Dance group will tell story of Gee’s Bend
Tonight, you have the opportunity to witness what may be a once-in-a-lifetime opportunity at Demopolis Middle School.
Thanks to the National Endowment for the Arts, the Alabama State Council on the Art and the Two Rivers Arts Council, the New York City-based Wideman/Davis Dance group will bring the story of Gee’s Bend to life.
When Thaddeus Davis and his wife Tanya were asked by the Department of Women’s Studies at Auburn University to create a dance piece for the Gee’s Bend exhibit opening almost a year ago, what began as a mini show, transformed into something more.
“Our initial show was about 24 minutes long.
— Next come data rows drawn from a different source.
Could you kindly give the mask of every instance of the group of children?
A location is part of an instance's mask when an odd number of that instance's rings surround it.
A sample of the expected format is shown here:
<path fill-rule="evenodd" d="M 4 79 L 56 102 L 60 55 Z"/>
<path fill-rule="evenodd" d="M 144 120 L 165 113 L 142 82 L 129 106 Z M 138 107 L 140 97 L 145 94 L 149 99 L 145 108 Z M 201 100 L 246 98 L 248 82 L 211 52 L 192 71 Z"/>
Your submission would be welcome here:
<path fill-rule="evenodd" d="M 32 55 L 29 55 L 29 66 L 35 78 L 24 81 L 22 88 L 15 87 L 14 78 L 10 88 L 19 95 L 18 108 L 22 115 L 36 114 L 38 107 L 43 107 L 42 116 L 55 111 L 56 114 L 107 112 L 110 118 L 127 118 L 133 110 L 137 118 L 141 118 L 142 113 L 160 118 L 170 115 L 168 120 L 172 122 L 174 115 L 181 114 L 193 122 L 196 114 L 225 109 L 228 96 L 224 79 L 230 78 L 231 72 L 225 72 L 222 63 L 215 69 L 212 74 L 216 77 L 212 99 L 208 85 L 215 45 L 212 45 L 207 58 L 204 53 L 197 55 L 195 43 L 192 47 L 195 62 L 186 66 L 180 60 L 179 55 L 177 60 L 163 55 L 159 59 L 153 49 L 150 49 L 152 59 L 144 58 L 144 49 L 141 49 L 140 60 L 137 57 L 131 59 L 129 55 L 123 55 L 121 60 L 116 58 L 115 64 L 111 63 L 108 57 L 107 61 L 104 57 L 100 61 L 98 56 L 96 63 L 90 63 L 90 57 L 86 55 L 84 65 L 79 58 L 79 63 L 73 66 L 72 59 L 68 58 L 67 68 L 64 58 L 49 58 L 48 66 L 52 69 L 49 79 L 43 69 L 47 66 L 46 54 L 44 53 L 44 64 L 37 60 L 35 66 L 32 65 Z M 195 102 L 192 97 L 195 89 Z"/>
Now, it’s up to 50 minutes,” Thaddeus said. “We’ve been developing the project ever since the opening and we still have further developments to do.”
After “playing with movements and creating a script,” the Wideman/Davis production takes spectators from the founding of Gee’s Bend through the Great Depression, the Civil Rights Movement and looks at the complete history who created a national name for themselves by making quilts.
“In the play there’s a couple that takes us through these periods of time,” Thaddeus, who was named “One of 25 to Watch” in 2002 by Dance Magazine, said, “They are fictional characters that go through the facts.”
Through contemporary dance, the group will portray moments in history from the 1930s through the 1960s.
“It gives the audience the opportunity to look at history and it tells the story of a different experience,” Thaddeus said. “It demonstrates the struggle and overcoming the struggle of what happened as it celebrates the workers of Gee’s Bend.”
After spending time with students in Uniontown and Demopolis, the group will perform for the second time in this region, “The Bends of Life…Surviving, Sewing, Standing,” before continuing their southern tour.
During their moments with students at DMS, R.C. Hatch and Uniontown Elementary, the group performed a shorter version of their play as part of what Thaddeus calls a “lecture/ demonstration” period.
“We perform, then we stop and talk to them about the dance, quilting and the history of Gee’s Bend,” Thaddeus, who received the Choo San Goh Award for choreography in 2003, said, “but it’s hard to keep their attention during the lecture part because the students are still interested in what you were doing when you were dancing.”
To see what the students were so amazed with in person, go to tonight’s free performance of “The Bends of Life…Surviving, Sewing, Standing” at 6 p.m. at DMS.